2. Gruppenleitung durch ein Paar. Es ist erleichternd, wenn beide
Geschlechter vertreten sind. Noch besser ist es, wenn dieses Paar ein
Ehepaar ist, so dass alle Gefühle im Rahmen gesehen werden können.
3. In der Einzelarbeit ist Körperkontakt dann denkbar, wenn er zuvor in
der Gruppe kennen gelernt wurde und wenn er im Einzelkontakt nicht über
das hinausgeht, was in der Gruppe möglich ist.

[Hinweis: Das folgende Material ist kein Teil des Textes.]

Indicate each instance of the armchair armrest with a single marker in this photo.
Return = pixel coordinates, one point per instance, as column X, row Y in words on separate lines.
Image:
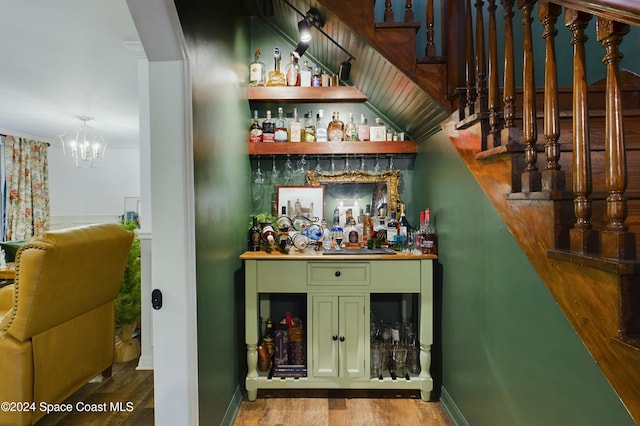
column 6, row 298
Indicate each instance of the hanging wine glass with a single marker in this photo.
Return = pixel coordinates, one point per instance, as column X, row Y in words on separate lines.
column 274, row 171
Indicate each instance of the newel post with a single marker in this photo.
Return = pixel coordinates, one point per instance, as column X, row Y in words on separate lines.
column 616, row 241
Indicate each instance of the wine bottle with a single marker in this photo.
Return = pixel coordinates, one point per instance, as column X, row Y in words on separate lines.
column 254, row 236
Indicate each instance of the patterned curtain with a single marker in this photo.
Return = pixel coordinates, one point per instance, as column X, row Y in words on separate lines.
column 27, row 191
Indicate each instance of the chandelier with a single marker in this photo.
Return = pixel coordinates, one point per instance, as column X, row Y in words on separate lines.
column 85, row 146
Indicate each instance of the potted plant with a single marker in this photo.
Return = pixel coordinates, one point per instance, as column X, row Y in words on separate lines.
column 128, row 303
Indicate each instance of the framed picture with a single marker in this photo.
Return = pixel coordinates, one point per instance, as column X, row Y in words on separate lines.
column 307, row 201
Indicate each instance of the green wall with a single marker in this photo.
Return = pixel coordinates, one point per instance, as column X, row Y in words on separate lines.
column 217, row 41
column 508, row 354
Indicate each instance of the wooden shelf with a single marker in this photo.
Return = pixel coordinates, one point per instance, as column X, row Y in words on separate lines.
column 326, row 148
column 306, row 94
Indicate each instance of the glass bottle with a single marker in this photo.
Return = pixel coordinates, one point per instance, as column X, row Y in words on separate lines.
column 350, row 129
column 336, row 230
column 378, row 132
column 295, row 128
column 268, row 129
column 254, row 236
column 256, row 71
column 363, row 128
column 321, row 128
column 335, row 130
column 276, row 77
column 292, row 71
column 393, row 229
column 281, row 128
column 267, row 338
column 255, row 131
column 429, row 240
column 368, row 225
column 316, row 78
column 309, row 128
column 305, row 75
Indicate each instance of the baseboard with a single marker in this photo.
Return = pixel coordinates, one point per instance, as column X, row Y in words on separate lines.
column 452, row 409
column 234, row 406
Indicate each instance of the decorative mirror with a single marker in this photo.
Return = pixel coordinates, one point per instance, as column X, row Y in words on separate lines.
column 380, row 190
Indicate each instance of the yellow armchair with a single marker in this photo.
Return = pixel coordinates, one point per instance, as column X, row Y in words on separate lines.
column 57, row 321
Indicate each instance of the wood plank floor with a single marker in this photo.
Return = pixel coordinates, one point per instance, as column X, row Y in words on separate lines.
column 125, row 385
column 341, row 408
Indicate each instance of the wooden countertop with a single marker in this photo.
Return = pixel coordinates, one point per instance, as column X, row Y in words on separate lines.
column 317, row 255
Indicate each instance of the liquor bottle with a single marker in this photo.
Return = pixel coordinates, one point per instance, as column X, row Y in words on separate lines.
column 268, row 129
column 393, row 230
column 292, row 71
column 309, row 128
column 335, row 130
column 321, row 128
column 276, row 77
column 305, row 75
column 281, row 130
column 316, row 78
column 351, row 230
column 429, row 240
column 405, row 227
column 268, row 234
column 337, row 232
column 295, row 127
column 254, row 236
column 368, row 225
column 255, row 131
column 257, row 71
column 378, row 132
column 350, row 129
column 267, row 338
column 363, row 128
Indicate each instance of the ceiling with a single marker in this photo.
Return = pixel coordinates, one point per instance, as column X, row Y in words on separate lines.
column 66, row 58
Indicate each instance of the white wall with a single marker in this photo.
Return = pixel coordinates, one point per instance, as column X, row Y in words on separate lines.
column 79, row 196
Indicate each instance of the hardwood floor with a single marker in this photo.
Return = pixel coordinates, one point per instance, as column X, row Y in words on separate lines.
column 341, row 408
column 126, row 385
column 272, row 408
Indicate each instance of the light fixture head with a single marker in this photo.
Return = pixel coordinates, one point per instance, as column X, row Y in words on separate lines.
column 311, row 19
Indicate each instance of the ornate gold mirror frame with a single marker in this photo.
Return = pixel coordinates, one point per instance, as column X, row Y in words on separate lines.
column 390, row 178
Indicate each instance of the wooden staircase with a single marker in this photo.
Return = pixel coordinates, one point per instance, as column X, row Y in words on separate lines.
column 579, row 224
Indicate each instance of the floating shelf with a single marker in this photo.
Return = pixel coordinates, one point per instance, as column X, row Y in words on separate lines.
column 306, row 94
column 327, row 148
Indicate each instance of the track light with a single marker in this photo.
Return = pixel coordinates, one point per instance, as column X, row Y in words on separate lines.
column 311, row 19
column 345, row 70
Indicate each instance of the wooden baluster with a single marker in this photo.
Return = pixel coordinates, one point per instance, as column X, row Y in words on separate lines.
column 430, row 50
column 509, row 134
column 493, row 78
column 469, row 58
column 408, row 11
column 583, row 239
column 531, row 176
column 388, row 11
column 552, row 176
column 481, row 62
column 616, row 242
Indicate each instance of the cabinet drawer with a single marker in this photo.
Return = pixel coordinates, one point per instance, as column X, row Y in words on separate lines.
column 338, row 273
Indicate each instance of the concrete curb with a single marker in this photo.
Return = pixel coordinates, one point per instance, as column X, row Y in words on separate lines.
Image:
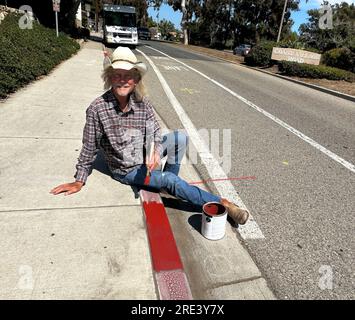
column 312, row 86
column 169, row 275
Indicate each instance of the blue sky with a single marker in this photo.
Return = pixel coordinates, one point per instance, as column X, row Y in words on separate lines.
column 166, row 12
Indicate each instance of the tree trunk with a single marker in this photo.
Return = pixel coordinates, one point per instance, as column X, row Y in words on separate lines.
column 184, row 22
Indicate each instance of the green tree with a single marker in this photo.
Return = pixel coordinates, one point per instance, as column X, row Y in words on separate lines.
column 341, row 33
column 260, row 20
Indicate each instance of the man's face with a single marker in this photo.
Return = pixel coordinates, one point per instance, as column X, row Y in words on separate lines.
column 124, row 81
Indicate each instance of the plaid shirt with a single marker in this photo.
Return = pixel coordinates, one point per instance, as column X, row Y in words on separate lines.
column 123, row 136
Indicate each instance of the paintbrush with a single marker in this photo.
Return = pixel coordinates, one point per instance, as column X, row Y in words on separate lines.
column 147, row 177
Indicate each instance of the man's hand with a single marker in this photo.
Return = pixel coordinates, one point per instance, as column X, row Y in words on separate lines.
column 154, row 162
column 68, row 188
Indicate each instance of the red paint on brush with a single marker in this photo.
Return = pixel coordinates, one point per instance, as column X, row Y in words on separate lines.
column 165, row 255
column 147, row 180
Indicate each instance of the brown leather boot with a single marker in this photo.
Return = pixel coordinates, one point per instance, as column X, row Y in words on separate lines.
column 239, row 216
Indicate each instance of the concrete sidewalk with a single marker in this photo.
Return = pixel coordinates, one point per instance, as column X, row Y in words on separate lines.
column 91, row 245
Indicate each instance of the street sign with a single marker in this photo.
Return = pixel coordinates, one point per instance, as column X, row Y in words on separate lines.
column 56, row 5
column 295, row 55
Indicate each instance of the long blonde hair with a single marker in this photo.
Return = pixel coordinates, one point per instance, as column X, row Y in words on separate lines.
column 140, row 90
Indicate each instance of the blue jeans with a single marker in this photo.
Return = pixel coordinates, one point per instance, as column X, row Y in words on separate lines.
column 174, row 145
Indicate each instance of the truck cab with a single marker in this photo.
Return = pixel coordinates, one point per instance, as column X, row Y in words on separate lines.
column 119, row 25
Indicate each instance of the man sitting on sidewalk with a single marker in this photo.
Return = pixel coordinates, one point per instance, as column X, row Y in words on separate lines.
column 122, row 123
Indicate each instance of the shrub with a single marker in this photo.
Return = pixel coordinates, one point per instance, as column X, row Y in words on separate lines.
column 260, row 55
column 26, row 54
column 316, row 72
column 342, row 58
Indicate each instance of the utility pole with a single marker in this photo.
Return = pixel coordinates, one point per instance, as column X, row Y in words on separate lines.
column 282, row 20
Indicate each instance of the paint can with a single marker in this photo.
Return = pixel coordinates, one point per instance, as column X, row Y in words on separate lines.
column 214, row 219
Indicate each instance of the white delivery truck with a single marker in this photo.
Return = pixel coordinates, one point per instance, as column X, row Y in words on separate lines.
column 119, row 25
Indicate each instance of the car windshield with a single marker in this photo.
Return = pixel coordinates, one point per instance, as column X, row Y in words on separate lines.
column 120, row 19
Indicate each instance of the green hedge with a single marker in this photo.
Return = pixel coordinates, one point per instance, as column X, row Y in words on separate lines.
column 303, row 70
column 26, row 54
column 260, row 55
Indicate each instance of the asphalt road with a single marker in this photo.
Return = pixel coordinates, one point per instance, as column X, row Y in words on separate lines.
column 302, row 200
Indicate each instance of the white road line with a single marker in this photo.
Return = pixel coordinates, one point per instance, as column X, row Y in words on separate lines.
column 305, row 138
column 251, row 229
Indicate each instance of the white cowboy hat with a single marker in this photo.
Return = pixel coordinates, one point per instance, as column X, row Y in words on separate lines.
column 124, row 58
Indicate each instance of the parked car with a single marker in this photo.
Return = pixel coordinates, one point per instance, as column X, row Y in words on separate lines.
column 243, row 49
column 143, row 33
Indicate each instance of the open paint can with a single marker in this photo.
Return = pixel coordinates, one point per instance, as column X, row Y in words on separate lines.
column 214, row 219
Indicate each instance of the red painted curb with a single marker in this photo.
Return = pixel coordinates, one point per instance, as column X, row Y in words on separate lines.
column 169, row 275
column 165, row 255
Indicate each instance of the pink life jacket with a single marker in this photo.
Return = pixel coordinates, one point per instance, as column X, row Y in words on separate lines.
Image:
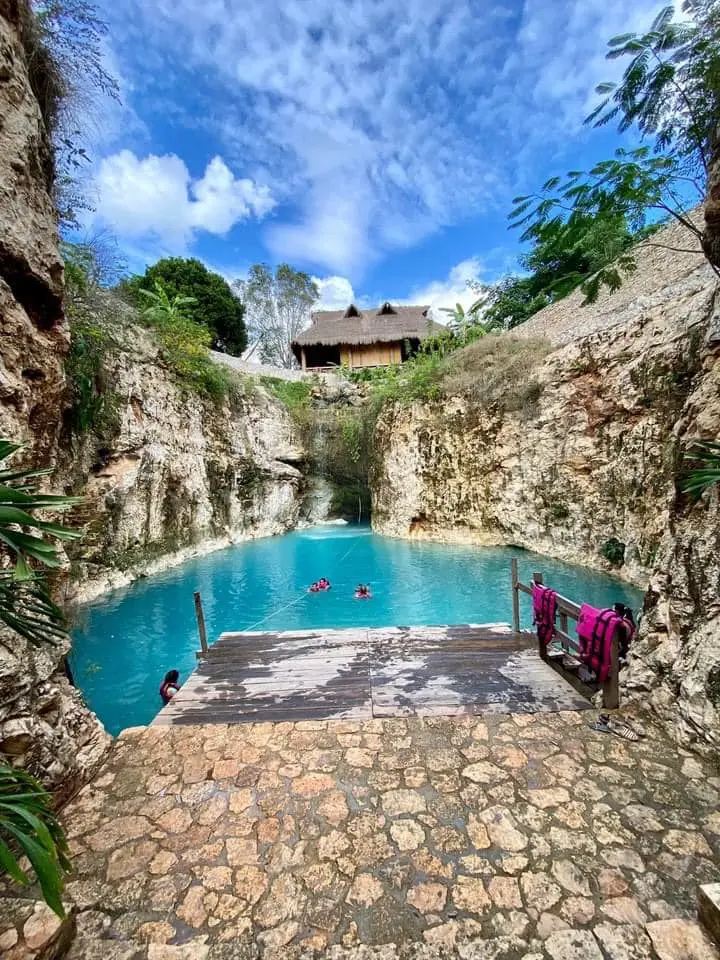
column 596, row 629
column 544, row 611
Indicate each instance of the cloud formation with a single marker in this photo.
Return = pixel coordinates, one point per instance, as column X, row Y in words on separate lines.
column 376, row 123
column 156, row 196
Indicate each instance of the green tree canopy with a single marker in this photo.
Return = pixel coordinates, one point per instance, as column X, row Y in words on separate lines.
column 214, row 304
column 582, row 251
column 278, row 307
column 669, row 94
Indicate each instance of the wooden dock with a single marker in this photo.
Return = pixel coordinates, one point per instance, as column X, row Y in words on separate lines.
column 362, row 673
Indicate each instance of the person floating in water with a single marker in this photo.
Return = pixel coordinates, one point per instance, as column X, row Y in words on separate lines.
column 170, row 686
column 322, row 584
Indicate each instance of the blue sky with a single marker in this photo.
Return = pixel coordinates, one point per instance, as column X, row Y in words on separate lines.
column 375, row 144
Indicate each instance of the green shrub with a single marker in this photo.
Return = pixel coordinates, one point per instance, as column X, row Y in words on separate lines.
column 614, row 551
column 498, row 371
column 94, row 406
column 295, row 394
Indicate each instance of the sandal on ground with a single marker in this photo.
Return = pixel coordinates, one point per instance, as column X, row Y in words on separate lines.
column 619, row 728
column 600, row 726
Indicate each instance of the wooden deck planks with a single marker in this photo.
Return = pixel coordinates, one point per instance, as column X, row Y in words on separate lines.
column 361, row 673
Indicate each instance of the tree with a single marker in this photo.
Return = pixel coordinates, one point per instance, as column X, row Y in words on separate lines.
column 64, row 45
column 670, row 94
column 27, row 822
column 277, row 306
column 583, row 251
column 214, row 305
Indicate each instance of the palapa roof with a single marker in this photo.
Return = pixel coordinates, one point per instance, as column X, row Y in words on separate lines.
column 386, row 324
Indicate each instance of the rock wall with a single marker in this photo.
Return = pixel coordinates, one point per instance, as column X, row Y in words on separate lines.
column 590, row 475
column 176, row 475
column 44, row 724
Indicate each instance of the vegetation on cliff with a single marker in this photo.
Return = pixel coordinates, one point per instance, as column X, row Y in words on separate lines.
column 210, row 302
column 669, row 95
column 27, row 823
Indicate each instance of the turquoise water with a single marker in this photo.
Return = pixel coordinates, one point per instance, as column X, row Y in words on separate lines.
column 124, row 643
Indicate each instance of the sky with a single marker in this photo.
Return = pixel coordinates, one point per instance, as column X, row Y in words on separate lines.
column 376, row 145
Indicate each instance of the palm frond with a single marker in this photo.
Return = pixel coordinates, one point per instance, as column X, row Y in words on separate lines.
column 29, row 826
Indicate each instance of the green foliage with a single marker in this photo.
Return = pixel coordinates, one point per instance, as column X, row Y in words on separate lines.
column 277, row 307
column 705, row 470
column 670, row 94
column 208, row 300
column 494, row 371
column 295, row 394
column 20, row 501
column 185, row 345
column 64, row 42
column 614, row 551
column 93, row 407
column 28, row 825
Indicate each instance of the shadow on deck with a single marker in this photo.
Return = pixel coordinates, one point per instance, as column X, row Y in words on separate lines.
column 362, row 673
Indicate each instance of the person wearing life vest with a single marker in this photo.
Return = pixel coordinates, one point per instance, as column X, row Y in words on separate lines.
column 170, row 686
column 629, row 628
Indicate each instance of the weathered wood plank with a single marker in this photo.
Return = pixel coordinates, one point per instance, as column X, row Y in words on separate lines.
column 364, row 672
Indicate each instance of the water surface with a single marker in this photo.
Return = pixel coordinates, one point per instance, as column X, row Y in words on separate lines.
column 126, row 641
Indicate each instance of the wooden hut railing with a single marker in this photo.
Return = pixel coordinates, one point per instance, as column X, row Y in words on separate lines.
column 568, row 610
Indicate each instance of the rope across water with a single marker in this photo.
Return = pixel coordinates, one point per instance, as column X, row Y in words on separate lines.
column 303, row 595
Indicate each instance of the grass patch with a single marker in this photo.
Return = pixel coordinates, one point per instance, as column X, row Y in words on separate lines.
column 295, row 394
column 499, row 371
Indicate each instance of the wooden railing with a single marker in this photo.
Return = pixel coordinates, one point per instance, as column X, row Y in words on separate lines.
column 568, row 610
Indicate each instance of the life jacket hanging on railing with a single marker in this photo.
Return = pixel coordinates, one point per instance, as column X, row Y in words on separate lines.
column 544, row 611
column 596, row 629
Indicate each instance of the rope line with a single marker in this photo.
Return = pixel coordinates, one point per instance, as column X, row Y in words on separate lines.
column 302, row 596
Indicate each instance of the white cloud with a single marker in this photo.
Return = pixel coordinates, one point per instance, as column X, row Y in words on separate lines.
column 453, row 289
column 156, row 196
column 377, row 123
column 336, row 293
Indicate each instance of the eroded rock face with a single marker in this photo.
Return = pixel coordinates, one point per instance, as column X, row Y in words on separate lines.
column 590, row 476
column 176, row 476
column 32, row 328
column 44, row 724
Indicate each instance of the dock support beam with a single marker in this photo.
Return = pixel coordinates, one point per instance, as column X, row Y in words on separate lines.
column 515, row 595
column 201, row 624
column 611, row 687
column 542, row 649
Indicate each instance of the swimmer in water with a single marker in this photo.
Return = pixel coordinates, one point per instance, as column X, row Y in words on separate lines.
column 170, row 686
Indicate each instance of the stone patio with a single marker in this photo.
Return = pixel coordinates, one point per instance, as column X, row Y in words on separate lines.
column 522, row 836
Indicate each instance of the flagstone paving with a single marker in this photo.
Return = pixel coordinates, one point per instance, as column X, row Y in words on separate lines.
column 522, row 836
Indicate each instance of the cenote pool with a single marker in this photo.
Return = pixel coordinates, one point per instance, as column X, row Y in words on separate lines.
column 125, row 642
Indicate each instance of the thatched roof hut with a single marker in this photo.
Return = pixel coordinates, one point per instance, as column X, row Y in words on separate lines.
column 369, row 338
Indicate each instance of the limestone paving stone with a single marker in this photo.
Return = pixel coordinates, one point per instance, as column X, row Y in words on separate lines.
column 493, row 838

4. Kontakt mit Tieren. Es ist in der Einzelarbeit möglich, den
Körperkontakt durch Kontakt mit Tieren zu ersetzen. So haben wir gute
Erfahrungen mit Katzen gemacht, die anlehnungsbedürftig sind. Wir
benutzen sie, um den Klienten Nähe und Wärme und Beziehung auf
diesem Wege anzubieten. Die Möglichkeit einer Reittherapie ist darüber
hinaus auch gegeben. Dabei geht es bei der Reittherapie nicht nur um das
Reiten, den Umgang mit der Angst, sondern zunächst einmal mit dem
Umgang mit einem lebendigen Wesen und mit der Aufnahme einer
Beziehung. Es hat sich gezeigt, dass die Aufnahme von Beziehungen mit
Tieren für manche Menschen einfacher ist, als die Aufnahme von
Beziehungen zu Menschen. Auch das Reden über die Aufnahme diese
Beziehung ist leichter mit Tieren als mit Menschen, weil offensichtlich für
diese Menschen eine optimale Distanz in der Beziehung möglich ist.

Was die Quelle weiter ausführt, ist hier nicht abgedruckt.